生前の恵美さんの様子を語る當山さん。恵美さんは足の悪い當山さんに「大丈夫?」と声をかけ、いつもいたわっていた

 當山さんは恵美さんから将来の夢を聞いたことがある。

「あの子はひとりっ子だから結婚したら子どもが5、6人欲しいと話していました。男の子も女の子も産みたいって」

 同居していた男性とは婚約中で、幸せな未来はすぐ間近。

「沖縄の結婚式では最初に『かぎやで風』というおめでたい琉球舞踊を踊るんです。“私たちが踊ろうねー”と提案すると恵美ちゃんは“オッケー”と言って、笑っていました」(當山さん)

嗚咽は途切れることなく

 恵美さんは商業施設の化粧品売り場に勤務、事件の直前には美容関係の資格も取得して、将来の夢もあった。

 恋愛も仕事も、順調だった日々をシンザト被告が奪った。

 前出・大城さんは目を腫らし、怒りをあらわにする。

「この怒りも悲しみも消えることはありません」

 事件について、アメリカ側は「元海兵隊員であっても現在は民間人。軍とは関係ない」と主張。一方では、日本の警察より先にアメリカ軍が被告の身柄を拘束していた場合、日本側に身柄が引き渡されない可能性もあった。日米地位協定の壁だ。
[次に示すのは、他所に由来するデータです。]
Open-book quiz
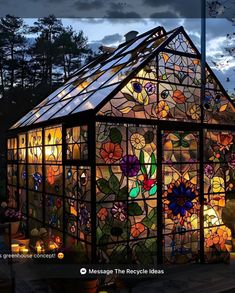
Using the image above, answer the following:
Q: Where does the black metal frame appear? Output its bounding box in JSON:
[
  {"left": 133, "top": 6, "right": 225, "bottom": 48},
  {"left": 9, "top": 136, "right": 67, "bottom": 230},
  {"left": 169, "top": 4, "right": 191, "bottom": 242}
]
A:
[{"left": 5, "top": 25, "right": 235, "bottom": 264}]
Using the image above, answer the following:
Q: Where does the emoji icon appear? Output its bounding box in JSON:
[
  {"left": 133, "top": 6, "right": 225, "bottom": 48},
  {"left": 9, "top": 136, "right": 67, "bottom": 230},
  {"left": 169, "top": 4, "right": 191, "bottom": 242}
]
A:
[{"left": 57, "top": 252, "right": 64, "bottom": 259}]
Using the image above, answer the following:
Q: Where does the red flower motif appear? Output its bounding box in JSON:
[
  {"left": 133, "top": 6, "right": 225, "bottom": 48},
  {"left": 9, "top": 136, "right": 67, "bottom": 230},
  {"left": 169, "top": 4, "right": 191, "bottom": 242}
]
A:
[
  {"left": 100, "top": 142, "right": 123, "bottom": 164},
  {"left": 143, "top": 175, "right": 155, "bottom": 191}
]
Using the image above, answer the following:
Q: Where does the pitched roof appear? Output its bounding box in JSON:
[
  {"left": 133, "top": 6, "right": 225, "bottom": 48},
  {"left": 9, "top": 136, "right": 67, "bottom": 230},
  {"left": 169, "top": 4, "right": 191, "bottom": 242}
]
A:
[
  {"left": 10, "top": 25, "right": 233, "bottom": 129},
  {"left": 11, "top": 26, "right": 180, "bottom": 129}
]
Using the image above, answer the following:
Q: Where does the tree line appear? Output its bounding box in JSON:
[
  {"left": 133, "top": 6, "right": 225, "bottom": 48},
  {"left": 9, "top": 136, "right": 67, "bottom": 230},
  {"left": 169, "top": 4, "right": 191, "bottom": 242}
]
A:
[{"left": 0, "top": 15, "right": 96, "bottom": 102}]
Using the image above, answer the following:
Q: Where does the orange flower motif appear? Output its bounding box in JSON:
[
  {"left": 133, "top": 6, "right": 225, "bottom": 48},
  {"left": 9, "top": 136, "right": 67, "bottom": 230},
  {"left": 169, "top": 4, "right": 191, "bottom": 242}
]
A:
[
  {"left": 131, "top": 223, "right": 145, "bottom": 238},
  {"left": 172, "top": 90, "right": 186, "bottom": 104},
  {"left": 47, "top": 166, "right": 55, "bottom": 185},
  {"left": 218, "top": 134, "right": 233, "bottom": 151},
  {"left": 205, "top": 226, "right": 232, "bottom": 251},
  {"left": 97, "top": 207, "right": 108, "bottom": 221},
  {"left": 100, "top": 142, "right": 123, "bottom": 164}
]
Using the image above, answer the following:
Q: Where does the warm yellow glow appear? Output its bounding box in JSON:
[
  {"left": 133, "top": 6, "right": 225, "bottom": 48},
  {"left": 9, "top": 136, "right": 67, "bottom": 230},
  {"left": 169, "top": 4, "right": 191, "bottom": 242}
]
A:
[
  {"left": 19, "top": 246, "right": 26, "bottom": 253},
  {"left": 204, "top": 205, "right": 221, "bottom": 226},
  {"left": 36, "top": 245, "right": 42, "bottom": 254},
  {"left": 28, "top": 147, "right": 42, "bottom": 163},
  {"left": 11, "top": 244, "right": 19, "bottom": 253},
  {"left": 22, "top": 249, "right": 29, "bottom": 254}
]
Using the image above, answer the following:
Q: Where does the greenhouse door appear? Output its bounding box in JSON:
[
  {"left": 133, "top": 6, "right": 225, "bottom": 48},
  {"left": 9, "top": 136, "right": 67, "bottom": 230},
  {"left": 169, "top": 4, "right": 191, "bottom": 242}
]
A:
[{"left": 161, "top": 130, "right": 200, "bottom": 264}]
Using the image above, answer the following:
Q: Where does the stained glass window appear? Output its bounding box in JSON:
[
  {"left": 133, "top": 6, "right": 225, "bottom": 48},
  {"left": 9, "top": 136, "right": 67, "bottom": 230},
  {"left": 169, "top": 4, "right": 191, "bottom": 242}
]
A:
[
  {"left": 7, "top": 138, "right": 17, "bottom": 160},
  {"left": 96, "top": 122, "right": 157, "bottom": 263},
  {"left": 162, "top": 130, "right": 200, "bottom": 264},
  {"left": 165, "top": 32, "right": 197, "bottom": 55},
  {"left": 6, "top": 25, "right": 235, "bottom": 265},
  {"left": 204, "top": 130, "right": 233, "bottom": 261},
  {"left": 66, "top": 126, "right": 88, "bottom": 160}
]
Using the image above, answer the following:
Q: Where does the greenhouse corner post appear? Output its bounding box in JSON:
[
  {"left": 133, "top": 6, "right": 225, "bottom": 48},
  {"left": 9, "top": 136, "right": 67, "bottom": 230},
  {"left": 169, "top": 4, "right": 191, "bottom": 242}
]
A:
[
  {"left": 200, "top": 0, "right": 206, "bottom": 264},
  {"left": 90, "top": 116, "right": 97, "bottom": 263}
]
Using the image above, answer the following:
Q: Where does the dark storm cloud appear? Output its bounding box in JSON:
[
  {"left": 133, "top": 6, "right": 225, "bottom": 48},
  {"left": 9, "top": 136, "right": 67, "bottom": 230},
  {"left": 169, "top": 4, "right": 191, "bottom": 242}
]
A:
[
  {"left": 104, "top": 11, "right": 142, "bottom": 19},
  {"left": 73, "top": 0, "right": 104, "bottom": 11},
  {"left": 150, "top": 11, "right": 179, "bottom": 18},
  {"left": 143, "top": 0, "right": 201, "bottom": 18},
  {"left": 100, "top": 33, "right": 123, "bottom": 45}
]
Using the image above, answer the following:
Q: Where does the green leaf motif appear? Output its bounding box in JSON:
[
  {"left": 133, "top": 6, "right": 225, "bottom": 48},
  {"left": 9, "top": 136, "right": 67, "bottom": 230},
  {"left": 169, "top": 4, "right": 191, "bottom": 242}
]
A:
[
  {"left": 181, "top": 140, "right": 190, "bottom": 148},
  {"left": 110, "top": 245, "right": 127, "bottom": 264},
  {"left": 128, "top": 202, "right": 143, "bottom": 216},
  {"left": 97, "top": 178, "right": 112, "bottom": 195},
  {"left": 150, "top": 153, "right": 156, "bottom": 176},
  {"left": 142, "top": 208, "right": 157, "bottom": 229},
  {"left": 140, "top": 150, "right": 147, "bottom": 175},
  {"left": 117, "top": 186, "right": 128, "bottom": 200},
  {"left": 109, "top": 174, "right": 120, "bottom": 194},
  {"left": 149, "top": 184, "right": 157, "bottom": 196},
  {"left": 110, "top": 127, "right": 122, "bottom": 144},
  {"left": 129, "top": 182, "right": 140, "bottom": 198},
  {"left": 134, "top": 243, "right": 153, "bottom": 264}
]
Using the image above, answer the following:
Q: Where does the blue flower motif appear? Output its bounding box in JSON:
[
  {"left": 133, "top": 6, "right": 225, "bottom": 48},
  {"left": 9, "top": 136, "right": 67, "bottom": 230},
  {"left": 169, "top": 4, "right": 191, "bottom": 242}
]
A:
[{"left": 167, "top": 180, "right": 197, "bottom": 217}]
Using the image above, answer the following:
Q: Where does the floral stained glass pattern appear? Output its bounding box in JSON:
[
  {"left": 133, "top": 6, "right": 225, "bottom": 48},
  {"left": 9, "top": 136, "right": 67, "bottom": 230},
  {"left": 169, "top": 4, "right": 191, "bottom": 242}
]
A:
[
  {"left": 65, "top": 165, "right": 91, "bottom": 242},
  {"left": 158, "top": 83, "right": 201, "bottom": 122},
  {"left": 98, "top": 76, "right": 157, "bottom": 119},
  {"left": 162, "top": 130, "right": 200, "bottom": 264},
  {"left": 165, "top": 32, "right": 197, "bottom": 55},
  {"left": 28, "top": 165, "right": 43, "bottom": 192},
  {"left": 18, "top": 164, "right": 26, "bottom": 188},
  {"left": 203, "top": 90, "right": 235, "bottom": 125},
  {"left": 158, "top": 52, "right": 201, "bottom": 86},
  {"left": 66, "top": 126, "right": 88, "bottom": 160},
  {"left": 203, "top": 129, "right": 233, "bottom": 262},
  {"left": 45, "top": 195, "right": 63, "bottom": 230},
  {"left": 96, "top": 123, "right": 157, "bottom": 263},
  {"left": 45, "top": 165, "right": 63, "bottom": 195}
]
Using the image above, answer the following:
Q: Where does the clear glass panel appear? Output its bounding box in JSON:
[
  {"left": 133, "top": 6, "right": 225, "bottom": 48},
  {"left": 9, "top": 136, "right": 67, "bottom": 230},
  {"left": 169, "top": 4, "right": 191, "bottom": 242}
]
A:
[
  {"left": 33, "top": 100, "right": 72, "bottom": 123},
  {"left": 52, "top": 92, "right": 92, "bottom": 119},
  {"left": 23, "top": 105, "right": 53, "bottom": 126},
  {"left": 73, "top": 84, "right": 118, "bottom": 113}
]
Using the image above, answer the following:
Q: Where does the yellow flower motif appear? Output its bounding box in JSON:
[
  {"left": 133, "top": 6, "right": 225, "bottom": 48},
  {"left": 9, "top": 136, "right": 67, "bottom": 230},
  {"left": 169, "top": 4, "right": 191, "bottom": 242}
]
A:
[
  {"left": 130, "top": 133, "right": 146, "bottom": 150},
  {"left": 211, "top": 176, "right": 225, "bottom": 193},
  {"left": 156, "top": 101, "right": 170, "bottom": 118},
  {"left": 188, "top": 104, "right": 201, "bottom": 120}
]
 事件後、基地外で発生したアメリカ軍人・軍属による事件や事故の捜査を日本側ができるようにするなど、抜本的な見直しが求められている。

 11月16日、事件は裁判員裁判で初公判を迎えた。

 恵美さんの母親は両脇を抱えられながら傍聴席に。嗚咽は途切れることがなかった。

 殺意の有無が裁判の争点のひとつ。容疑者は罪状認否で「強姦致死と死体遺棄は認めるが、殺人については、被害者を殺すつもりはありませんでしたし、殺してもいません」と述べた。それ以降は黙秘を続け、質問に対し、何も答えない。

 検察側の冒頭陳述。恵美さんが行方不明になった昨年4月28日、シンザト被告は勤務終了後、女性を強姦しようと計画し車を走らせていた。そこに恵美さんが偶然通りかかり目をつけられた。